Rare sugar’s road to commercial development intensified in 2010 when Kagawa University applied for “Food for Specified Health Use” (FOSHU) certification in order to sell rare sugar as a table sugar intended to prevent a spike in blood sugar. Rare sugar finally hit the market in packaged form in 2013 with the launch of a syrup product called Rare Sugar Sweet, which created a stir to the point where RareSweet, the seller of the product, had to stop taking orders for a few months to allow supply to catch up with demand.

It did not take long for the bandwagon for this new “miracle sugar” to fill up, and it is believed that over 50 food and beverage companies in Japan are currently making - or will be making - products that use rare sugar as an ingredient.

A sign of what is to come in beverages is provided by Ito En Kishoto Soda (Rare Sugar Soda) in a Japanese apricot flavour said to deliver “refreshing aftertaste with subtly sweet flavour.” This natural drink from Japan’s Ito En Inc has 42 calories per 10cl serving and 3.2 grams of rare sugar that is claimed to have 70% of the sweetness of regular sugar, but prevents blood sugar and fat build-up.

These types of health claims are very novel for a soft drink product. Rare sugar could also find a home in hot beverages.
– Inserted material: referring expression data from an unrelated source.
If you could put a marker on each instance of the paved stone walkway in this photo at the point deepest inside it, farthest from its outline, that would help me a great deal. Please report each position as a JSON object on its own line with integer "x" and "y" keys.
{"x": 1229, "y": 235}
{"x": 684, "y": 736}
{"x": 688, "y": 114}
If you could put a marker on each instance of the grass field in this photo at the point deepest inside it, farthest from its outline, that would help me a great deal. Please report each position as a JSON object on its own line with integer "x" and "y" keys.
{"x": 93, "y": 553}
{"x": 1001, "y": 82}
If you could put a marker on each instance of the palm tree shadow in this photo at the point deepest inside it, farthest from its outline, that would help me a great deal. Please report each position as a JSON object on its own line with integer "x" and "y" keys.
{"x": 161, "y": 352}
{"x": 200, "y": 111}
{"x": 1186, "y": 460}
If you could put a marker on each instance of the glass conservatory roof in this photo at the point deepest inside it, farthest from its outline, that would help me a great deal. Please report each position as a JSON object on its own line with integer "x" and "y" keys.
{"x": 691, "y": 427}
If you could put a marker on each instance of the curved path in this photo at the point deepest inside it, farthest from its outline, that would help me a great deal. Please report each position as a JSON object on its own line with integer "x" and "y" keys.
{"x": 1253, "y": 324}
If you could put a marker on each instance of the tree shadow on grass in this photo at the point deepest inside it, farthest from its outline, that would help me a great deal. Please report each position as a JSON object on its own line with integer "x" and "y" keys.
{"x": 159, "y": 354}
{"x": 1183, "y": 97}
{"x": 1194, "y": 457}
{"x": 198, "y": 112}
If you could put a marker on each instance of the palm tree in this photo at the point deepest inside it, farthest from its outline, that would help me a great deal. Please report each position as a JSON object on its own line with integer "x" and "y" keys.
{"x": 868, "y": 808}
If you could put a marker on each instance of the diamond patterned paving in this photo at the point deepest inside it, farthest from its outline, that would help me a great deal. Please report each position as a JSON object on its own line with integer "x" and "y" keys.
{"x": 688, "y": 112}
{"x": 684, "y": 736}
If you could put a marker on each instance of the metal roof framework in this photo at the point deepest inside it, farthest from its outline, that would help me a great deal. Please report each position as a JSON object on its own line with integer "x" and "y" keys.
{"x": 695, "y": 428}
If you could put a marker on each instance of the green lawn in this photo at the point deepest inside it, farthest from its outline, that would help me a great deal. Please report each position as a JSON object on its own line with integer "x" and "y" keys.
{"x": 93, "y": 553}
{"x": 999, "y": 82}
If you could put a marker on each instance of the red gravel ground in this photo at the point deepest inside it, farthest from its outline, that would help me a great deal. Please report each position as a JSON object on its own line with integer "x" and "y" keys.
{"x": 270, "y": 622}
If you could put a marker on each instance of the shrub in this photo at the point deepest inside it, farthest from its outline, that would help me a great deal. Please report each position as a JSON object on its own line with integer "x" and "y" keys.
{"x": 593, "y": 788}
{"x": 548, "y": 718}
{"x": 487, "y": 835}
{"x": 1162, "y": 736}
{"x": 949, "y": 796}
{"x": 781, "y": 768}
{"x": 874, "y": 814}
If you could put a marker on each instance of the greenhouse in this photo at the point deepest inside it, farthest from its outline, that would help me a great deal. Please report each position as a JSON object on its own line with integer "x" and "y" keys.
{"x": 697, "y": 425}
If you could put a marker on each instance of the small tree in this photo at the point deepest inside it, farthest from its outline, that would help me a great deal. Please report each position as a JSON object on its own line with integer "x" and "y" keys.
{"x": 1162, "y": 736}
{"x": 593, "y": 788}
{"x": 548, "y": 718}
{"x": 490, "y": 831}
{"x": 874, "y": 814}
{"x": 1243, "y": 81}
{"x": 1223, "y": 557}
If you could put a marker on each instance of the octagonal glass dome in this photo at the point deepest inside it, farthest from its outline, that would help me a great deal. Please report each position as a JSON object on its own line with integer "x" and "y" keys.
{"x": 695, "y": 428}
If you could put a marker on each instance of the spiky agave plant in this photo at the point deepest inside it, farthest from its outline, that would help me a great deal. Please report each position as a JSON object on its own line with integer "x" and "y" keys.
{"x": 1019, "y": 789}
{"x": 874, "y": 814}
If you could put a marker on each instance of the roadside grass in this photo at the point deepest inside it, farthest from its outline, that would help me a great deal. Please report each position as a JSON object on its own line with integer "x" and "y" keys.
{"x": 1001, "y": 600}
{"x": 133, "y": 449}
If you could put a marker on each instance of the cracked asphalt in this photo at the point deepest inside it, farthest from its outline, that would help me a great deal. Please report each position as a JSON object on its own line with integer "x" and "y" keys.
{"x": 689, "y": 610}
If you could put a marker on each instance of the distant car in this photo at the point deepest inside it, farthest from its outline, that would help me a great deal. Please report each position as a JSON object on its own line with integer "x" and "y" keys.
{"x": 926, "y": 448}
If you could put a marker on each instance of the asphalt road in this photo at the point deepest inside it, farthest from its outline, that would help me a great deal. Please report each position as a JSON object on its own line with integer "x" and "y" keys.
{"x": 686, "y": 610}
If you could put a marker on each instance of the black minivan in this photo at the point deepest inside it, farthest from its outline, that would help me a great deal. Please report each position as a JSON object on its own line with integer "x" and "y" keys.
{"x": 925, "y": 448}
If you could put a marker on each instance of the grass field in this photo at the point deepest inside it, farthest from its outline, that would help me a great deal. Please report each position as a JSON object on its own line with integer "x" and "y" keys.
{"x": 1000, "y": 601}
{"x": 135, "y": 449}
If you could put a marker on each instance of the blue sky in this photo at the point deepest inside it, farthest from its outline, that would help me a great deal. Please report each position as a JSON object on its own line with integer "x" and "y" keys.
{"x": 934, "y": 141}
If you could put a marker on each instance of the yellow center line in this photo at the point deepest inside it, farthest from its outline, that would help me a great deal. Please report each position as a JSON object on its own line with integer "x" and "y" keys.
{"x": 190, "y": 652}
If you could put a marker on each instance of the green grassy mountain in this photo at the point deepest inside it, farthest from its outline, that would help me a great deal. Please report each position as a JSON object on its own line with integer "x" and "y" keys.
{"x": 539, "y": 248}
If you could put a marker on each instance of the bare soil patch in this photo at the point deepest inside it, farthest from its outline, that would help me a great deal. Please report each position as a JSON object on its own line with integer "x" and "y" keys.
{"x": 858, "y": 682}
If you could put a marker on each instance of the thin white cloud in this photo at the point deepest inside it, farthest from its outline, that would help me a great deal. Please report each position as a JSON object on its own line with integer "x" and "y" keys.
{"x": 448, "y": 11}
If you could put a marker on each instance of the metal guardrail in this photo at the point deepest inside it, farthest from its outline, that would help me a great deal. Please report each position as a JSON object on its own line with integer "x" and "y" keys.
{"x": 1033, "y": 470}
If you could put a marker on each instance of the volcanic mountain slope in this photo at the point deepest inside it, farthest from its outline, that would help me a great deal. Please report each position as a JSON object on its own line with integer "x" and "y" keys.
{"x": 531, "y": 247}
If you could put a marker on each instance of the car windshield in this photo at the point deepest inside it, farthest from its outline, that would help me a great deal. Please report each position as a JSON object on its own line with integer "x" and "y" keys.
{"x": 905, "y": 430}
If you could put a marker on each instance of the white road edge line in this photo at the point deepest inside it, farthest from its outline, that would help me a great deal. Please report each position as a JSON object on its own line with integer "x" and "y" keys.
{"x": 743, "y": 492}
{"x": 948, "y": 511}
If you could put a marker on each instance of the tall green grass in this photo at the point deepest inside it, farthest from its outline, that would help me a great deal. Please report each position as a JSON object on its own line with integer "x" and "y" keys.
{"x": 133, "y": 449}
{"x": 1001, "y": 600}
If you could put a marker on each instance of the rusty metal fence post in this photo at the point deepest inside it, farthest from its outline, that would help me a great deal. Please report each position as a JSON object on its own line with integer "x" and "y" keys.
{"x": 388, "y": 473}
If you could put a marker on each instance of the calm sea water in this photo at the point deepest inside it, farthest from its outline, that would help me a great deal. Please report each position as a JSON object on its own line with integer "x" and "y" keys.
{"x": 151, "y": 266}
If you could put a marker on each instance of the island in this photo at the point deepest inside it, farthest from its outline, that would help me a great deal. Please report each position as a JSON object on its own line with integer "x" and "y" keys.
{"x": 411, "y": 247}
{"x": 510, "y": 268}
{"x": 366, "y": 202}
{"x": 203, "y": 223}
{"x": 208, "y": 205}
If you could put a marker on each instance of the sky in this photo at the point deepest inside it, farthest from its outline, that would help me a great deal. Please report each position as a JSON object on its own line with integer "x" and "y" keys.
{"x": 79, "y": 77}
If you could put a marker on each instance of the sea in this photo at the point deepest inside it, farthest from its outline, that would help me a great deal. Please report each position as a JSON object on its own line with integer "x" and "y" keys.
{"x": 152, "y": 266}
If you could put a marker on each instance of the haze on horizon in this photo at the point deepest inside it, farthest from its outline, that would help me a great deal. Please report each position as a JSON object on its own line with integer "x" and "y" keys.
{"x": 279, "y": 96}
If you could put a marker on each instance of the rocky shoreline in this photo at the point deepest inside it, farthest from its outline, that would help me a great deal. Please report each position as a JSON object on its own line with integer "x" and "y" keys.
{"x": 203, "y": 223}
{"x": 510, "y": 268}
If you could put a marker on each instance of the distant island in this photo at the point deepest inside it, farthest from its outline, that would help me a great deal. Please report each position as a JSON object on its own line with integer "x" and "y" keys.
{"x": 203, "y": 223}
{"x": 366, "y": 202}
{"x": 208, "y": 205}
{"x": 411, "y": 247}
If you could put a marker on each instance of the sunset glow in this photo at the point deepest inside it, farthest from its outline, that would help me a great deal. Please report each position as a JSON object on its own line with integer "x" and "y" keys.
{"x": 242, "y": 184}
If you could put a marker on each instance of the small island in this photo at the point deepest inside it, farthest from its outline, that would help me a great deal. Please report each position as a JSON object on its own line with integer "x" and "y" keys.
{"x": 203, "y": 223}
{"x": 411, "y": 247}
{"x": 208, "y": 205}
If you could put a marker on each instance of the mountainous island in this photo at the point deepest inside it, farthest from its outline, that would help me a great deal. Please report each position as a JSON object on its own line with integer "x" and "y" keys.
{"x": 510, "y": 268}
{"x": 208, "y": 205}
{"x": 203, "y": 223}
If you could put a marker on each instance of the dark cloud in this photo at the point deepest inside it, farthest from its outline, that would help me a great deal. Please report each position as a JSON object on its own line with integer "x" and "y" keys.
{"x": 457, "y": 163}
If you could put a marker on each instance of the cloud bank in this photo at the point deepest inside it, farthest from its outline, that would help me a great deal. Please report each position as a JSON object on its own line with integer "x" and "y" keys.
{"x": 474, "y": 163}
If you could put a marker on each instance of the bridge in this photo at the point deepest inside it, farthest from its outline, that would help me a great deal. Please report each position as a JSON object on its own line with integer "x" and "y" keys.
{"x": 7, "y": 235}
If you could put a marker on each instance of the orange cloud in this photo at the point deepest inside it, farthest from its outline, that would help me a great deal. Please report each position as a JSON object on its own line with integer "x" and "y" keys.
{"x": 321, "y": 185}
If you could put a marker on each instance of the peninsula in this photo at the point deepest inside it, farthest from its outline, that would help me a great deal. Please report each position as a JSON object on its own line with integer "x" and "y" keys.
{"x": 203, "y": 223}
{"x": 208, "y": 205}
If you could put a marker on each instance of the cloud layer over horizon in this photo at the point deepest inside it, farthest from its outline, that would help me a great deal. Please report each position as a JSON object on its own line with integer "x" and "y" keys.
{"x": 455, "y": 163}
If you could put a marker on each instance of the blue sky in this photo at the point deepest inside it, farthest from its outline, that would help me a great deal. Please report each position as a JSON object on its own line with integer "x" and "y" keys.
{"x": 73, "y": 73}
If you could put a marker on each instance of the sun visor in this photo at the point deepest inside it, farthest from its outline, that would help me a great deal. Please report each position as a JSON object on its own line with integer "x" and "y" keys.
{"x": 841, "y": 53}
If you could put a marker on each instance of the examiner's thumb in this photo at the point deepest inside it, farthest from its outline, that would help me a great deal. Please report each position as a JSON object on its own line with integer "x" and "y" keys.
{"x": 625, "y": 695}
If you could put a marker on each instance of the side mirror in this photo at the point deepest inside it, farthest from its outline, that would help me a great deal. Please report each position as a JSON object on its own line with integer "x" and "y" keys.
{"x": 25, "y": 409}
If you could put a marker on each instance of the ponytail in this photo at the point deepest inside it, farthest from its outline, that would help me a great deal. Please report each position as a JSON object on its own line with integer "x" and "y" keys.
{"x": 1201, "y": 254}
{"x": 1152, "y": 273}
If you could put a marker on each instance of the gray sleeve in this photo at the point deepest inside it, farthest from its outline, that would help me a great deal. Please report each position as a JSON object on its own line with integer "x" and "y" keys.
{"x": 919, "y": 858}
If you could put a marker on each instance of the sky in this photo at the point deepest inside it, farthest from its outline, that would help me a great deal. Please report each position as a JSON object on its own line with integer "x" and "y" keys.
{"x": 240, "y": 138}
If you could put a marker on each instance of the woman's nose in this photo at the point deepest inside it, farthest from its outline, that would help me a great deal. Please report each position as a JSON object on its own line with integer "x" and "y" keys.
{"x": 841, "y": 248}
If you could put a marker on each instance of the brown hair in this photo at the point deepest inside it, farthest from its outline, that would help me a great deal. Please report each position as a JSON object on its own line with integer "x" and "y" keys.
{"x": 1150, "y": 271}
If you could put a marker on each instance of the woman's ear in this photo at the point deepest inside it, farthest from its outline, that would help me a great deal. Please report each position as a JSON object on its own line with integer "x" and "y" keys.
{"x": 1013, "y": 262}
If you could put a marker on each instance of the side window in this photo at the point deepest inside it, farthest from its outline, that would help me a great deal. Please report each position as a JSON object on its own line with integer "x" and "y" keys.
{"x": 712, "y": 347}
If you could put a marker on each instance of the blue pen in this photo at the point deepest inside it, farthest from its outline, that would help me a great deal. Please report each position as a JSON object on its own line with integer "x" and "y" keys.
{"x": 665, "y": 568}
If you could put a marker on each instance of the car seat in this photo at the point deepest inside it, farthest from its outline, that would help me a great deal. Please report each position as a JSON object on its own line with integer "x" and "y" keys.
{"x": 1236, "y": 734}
Uchi Café Sweets My Cup Drink Soy Latte with Rare Sugar Sweet from Fresco Corp is also new in Japan, and contains syrup made with the rare sugar D-psicose, which is said to have a lower glycemic index than normal sugar. A 24cl cup of the drink contains just 90 calories.

How rare sugar is marketed in new product launches will go a long way to determine if this type of sweetener has a future in soft drinks. Whether or not rare sugar is truly “natural” seems to be a grey area, though there is strong rationale for wanting to market rare sugar as natural. According to the International Food Information Council’s 2014 Food & Health Survey, 68% of American consumers believe that sugars that are naturally found in foods and beverages are more healthful than other sugars.

To the degree that rare sugar is perceived to be more “natural” than other types of sugars since it occurs in nature, this sweetener could be the next great hope for the beverage market.